With a bigger router and a sturdier base, you can directly cut the slot; i do prefer to cut the slot first with the circle cutter because otherwise you can sometimes have a somewhat rough cut on endgrain.
Both the router base and the circle cutter i use pivot on a ¼” rod, so first i have to drill a ¼” hole where i want the center of the rosette. This is also when you decide if the 19th fret will be divided or not. I have two marks on my top template for divided and not. In this case i’ll drill it for the full 19th fret.
  
The blade of the circle cutter have to be sharp to be effective; it is very small but great care must be taken to shape it and sharpen it properly.
 
It is VERY important that the bevel on the circle cutter’s blade is towards the INSIDE of the slot, because otherwise the wall of the slot will not be 90 degrees.
   
When the blade is ready, clamp it in the right side, set the depth of cut as the rosette’s thickness and set the circle cutter to the appropriate diameter.
 
Having set the the circle cutter, you can proceed to cut.
 
Here i also lightly scribed the soundhole for reference, although i do not usually do it.
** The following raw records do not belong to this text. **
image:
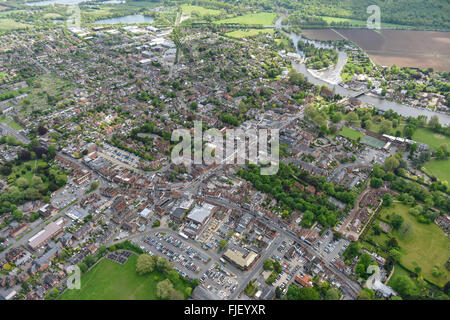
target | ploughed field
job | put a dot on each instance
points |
(405, 48)
(321, 34)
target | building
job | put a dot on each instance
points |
(45, 235)
(177, 215)
(77, 214)
(304, 281)
(242, 260)
(198, 218)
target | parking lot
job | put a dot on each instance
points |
(190, 263)
(69, 193)
(121, 155)
(329, 248)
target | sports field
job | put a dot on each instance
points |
(112, 281)
(439, 168)
(359, 23)
(188, 9)
(373, 142)
(238, 34)
(423, 245)
(264, 18)
(432, 139)
(351, 133)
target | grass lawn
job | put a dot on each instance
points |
(421, 244)
(439, 168)
(350, 133)
(399, 271)
(188, 9)
(10, 25)
(248, 33)
(46, 83)
(15, 125)
(28, 173)
(359, 23)
(112, 281)
(432, 139)
(264, 18)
Flipped the blade over for the outside cut, set the right depth and check the diameter.

You can now proceed with the outside cut.

The top now is cut and you only need to clean the inside to an even depth.

To do this, i use a dremel with a base.

Set the depth of cut slightly shallower than the rosette.

And check it where the fingerboard will go, just in case...
 
Now you can rout in a few passes, depending how big your routing bit is.

Reaching the cuts, leave a small amount of wood to remove, and also stay a little shy of the cut.
    
If some wood is left against the cuts, clean it with a knife.
  
The top is now ready for receiving the rosette!